Partant, les moyens tirés de la violation de l’article 3 ter du RAA et de l’abus de droit dans l’utilisation successive de contrats d’agent contractuel auxiliaire doivent être rejetés comme non fondés. Les autres griefs soulevés dans le cadre du premier moyen ayant été rejetés comme irrecevables, il s’ensuit que les conclusions en annulation de la décision attaquée doivent être rejetées, ainsi que, par voie de conséquence, les conclusions tendant à ce que le Tribunal requalifie le contrat d’agent contractuel auxiliaire en contrat d’agent contractuel visé à l’article 3 bis du RAA.

69

Il résulte de tout ce qui précède que le recours doit être rejeté comme étant en partie irrecevable et en partie non fondé.

Sur les dépens

70

Selon l’article 131 du règlement de procédure, dans le cas du renvoi d’une affaire après annulation par le Tribunal de l’Union européenne d’un arrêt ou d’une ordonnance du Tribunal, le Tribunal statue sur les dépens relatifs, d’une part, aux procédures engagées devant lui et, d’autre part, à la procédure de pourvoi devant le Tribunal de l’Union européenne.

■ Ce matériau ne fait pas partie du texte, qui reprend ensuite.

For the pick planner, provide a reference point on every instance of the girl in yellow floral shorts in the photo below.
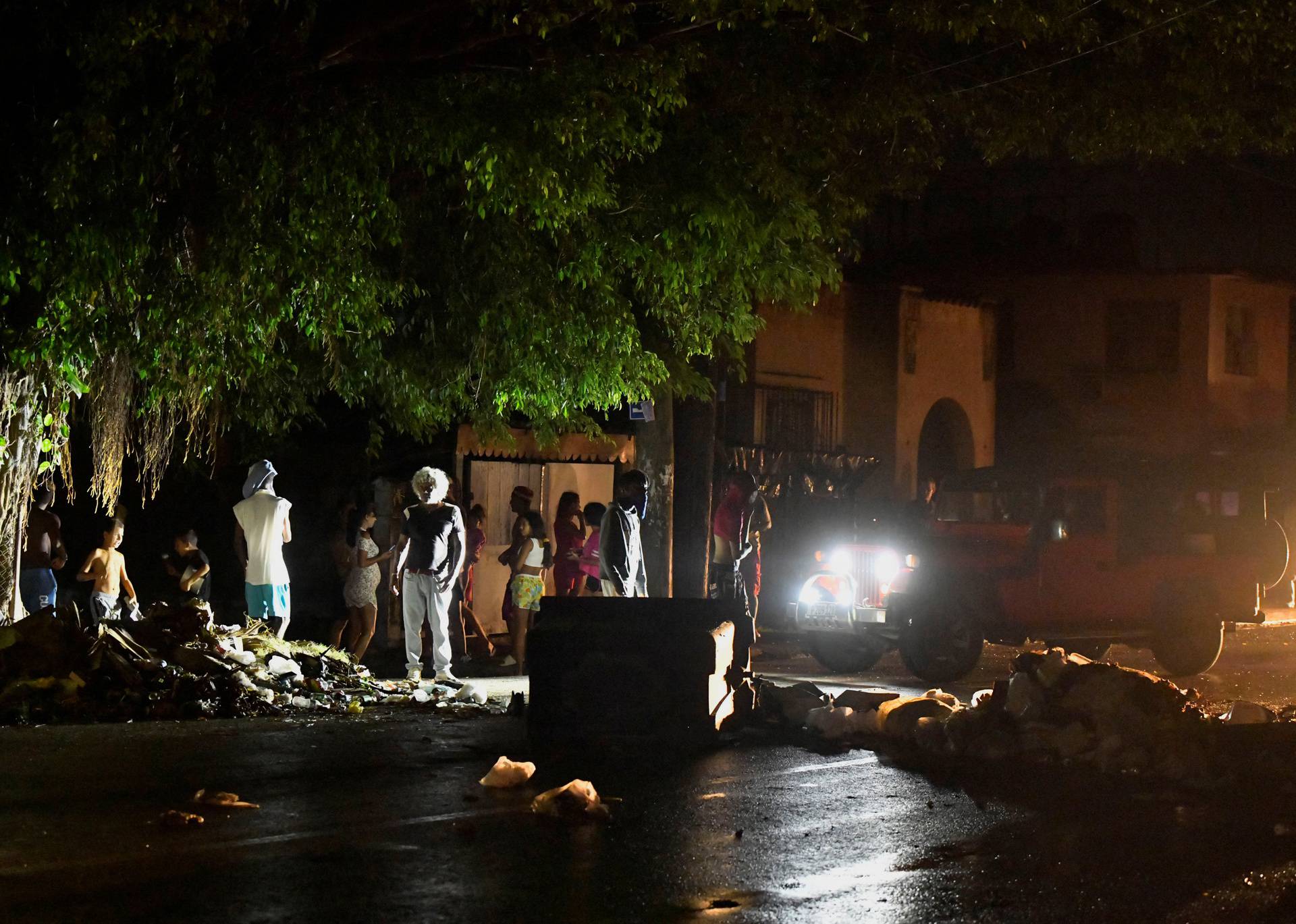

Aux termes de l’article 101 du règlement de procédure, sous réserve des autres dispositions du chapitre huitième du titre deuxième dudit règlement, toute partie qui succombe supporte ses propres dépens et est condamnée aux dépens exposés par l’autre partie, s’il est conclu en ce sens. Enfin, en vertu de l’article 103, paragraphe 3, du même règlement, à défaut de conclusions sur les dépens, chaque partie supporte ses propres dépens.

71

S’agissant de la procédure initiale engagée devant le Tribunal, ayant donné lieu à l’arrêt du Tribunal (EU:F:2014:19) et, après renvoi, au présent arrêt, il résulte des motifs énoncés ci‑dessus que le requérant a finalement succombé en son recours. Le SEAE n’ayant pas demandé que le requérant soit condamné aux dépens, il y a lieu de décider, s’agissant de la procédure initiale et de la présente procédure devant le Tribunal, conformément à l’article 103, paragraphe 3, du règlement de procédure, que chaque partie supporte ses propres dépens.

72

En ce qui concerne les dépens exposés par les parties dans le cadre de la procédure devant le Tribunal de l’Union européenne, il y a lieu de relever que le requérant, partie gagnante dans cette procédure, a conclu à la condamnation du SEAE, partie perdante dans cette procédure, aux dépens qu’il avait exposés. Dans ces conditions, s’agissant de la procédure devant le Tribunal de l’Union européenne, le SEAE doit supporter ses propres dépens et est condamné à supporter les dépens exposés par le requérant.

 

Par ces motifs,

LE TRIBUNAL DE LA FONCTION PUBLIQUE (deuxième chambre)

déclare et arrête :

 

1)

Le recours est rejeté.

 

2)

Chaque partie supporte ses propres dépens exposés dans les affaires F‑59/13 et F‑59/13 RENV.

 

3)

Le Service européen pour l’action extérieure supporte ses propres dépens exposés dans l’affaire T‑457/14 P et est condamné à supporter les dépens exposés par M. Thierry Rouffaud dans l’affaire T‑457/14 P.

 

Bradley

Kreppel

Rofes i Pujol

Ainsi prononcé en audience publique à Luxembourg, le 11 avril 2016.

Le greffier

W. Hakenberg

Le président

K. Bradley


( *1 )   Langue de procédure : le français.